Tasia and Gracia's miso steak tacos with kaleslaw
You can't beat tacos for a tasty family meal. These ones have an Asian-style twist and are filled with tender miso steak, crunchy slaw and coriander.
Tasia: Hi everyone it’s Tasia and Gracia here from Makan restaurant.
Gracia: And tonight we're back for more what's for dinner recipe by Coles.
Tasia: Tonight we're making a miso steak taco’s with kaleslaw, an easy and fun recipe to make at home.
Gracia: The first thing we're going to do is marinade our miso steak. We're going to have about a hundred grams of miso paste, fifty grams of mirin.
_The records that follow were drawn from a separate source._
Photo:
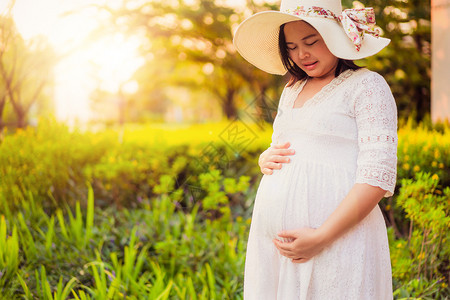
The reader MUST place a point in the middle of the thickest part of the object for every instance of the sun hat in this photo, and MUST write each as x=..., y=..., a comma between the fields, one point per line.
x=349, y=34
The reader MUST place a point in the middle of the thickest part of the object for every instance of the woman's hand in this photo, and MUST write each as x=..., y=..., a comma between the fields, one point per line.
x=302, y=245
x=273, y=157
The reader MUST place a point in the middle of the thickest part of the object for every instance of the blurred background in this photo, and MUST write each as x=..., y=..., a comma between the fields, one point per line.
x=116, y=62
x=130, y=132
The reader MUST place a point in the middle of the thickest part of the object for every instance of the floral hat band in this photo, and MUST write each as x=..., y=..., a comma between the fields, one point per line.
x=355, y=21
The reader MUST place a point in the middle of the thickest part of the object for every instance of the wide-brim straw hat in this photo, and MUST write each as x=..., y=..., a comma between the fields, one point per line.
x=256, y=38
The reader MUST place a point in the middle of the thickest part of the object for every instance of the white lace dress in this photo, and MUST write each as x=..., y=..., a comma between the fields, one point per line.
x=345, y=134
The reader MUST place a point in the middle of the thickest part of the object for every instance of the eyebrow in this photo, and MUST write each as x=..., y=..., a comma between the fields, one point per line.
x=306, y=37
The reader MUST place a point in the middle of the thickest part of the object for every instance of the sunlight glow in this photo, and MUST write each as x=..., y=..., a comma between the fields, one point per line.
x=87, y=63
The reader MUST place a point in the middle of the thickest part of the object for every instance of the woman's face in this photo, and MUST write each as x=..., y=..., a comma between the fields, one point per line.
x=308, y=51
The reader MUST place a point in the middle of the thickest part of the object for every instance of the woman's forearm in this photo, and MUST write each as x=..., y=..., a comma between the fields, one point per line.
x=359, y=202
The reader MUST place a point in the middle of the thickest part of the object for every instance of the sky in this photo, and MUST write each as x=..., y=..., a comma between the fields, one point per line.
x=109, y=61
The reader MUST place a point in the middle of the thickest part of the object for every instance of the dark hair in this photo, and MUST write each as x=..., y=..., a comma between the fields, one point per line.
x=295, y=71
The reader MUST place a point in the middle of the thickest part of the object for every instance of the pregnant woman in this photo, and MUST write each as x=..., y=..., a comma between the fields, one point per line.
x=317, y=231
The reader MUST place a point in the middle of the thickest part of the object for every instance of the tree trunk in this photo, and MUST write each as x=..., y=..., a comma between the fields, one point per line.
x=228, y=105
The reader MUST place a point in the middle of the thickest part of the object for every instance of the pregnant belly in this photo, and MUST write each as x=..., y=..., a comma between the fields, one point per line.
x=277, y=205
About two teaspoon of sugar and a pinch of salt make sure to mix.
Tasia: So you want to marinate the steak for about half an hour in the fridge. So Gracia and I have been cheeky here, we bought ourselves Kaleslaw kit from Coles, it's super delicious, but we're going to be adding a few ingredients to make this super tasty. It comes with a sauce as well, I'm just going to put in all the sauce that comes with it.
Gracia: Yep, that's the yogurt sauce.
Tasia: And we're going to add a little bit of our own twist to it by adding some mayonnaise. We're also going to be adding a little bit of lime juice to this. And it comes also with some nuts and we're going mix it into give it that nice crunch.
Gracia: So now we're just gonna go ahead and toast these wraps you wanted nice and hot, and you want to just get a little bit of char and little bit of browning. So now our miso steak has been marinating for about half an hour and we're ready to get cooking. You want a nice griddle pan. Nice and hot, just drizzle a little bit of all of olive oil and you want to cook it on a griddle pan on a high heat and you want to cook this medium rare.
Tasia: Gracia that looks so good.
Gracia: It smells so good Tasia.
So before we cut and slice it make sure you want to rest your steak for at least half the cooking time or roughly about five to ten minutes. We just want to slice it thinly. Look at that.
Tasia: We got some fresh chilli, because you know Gracia and I love the heat. We've got some fresh coriander to garnish our tacos. And some lime wedges here.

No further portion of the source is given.